Skip to main content

Source: ocean/docs/adr/0047-ebisu-data-warehouse-integration.md | ✏️ Edit on GitHub

ADR-0047: Real-time Tenant DB Sync with Postgres Logical Replication

Date: 2025-09-02

Status

Proposed

Context

We need to ensure that data in our multi-tenant databases on Neon is kept up-to-date with changes originating from our master trade database (Ebisu) hosted on Crunchy Bridge. The previous approach considered a scheduled ETL job, which would introduce data latency and require application-level logic to manage the process.

With the standardization on PostgreSQL 17, we can leverage its native logical replication capabilities for a more efficient, real-time solution.

Decision

We will implement a real-time, fan-out synchronization system using PostgreSQL 17's native logical replication features.

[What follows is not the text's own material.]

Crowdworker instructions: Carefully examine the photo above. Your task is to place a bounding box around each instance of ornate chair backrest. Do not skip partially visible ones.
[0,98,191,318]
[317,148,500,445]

This approach eliminates the need for intermediate ETL scripts and cron jobs.

  1. Publisher Database: The Ebisu database on Crunchy Bridge will be configured as the Publisher. A PUBLICATION will be created for the specific tables containing the master trade data that needs to be synchronized.

  2. Subscriber Databases: Each tenant database on Neon will be configured as a Subscriber. During tenant provisioning, a SUBSCRIPTION will be created in the tenant's database, pointing to the Ebisu publication.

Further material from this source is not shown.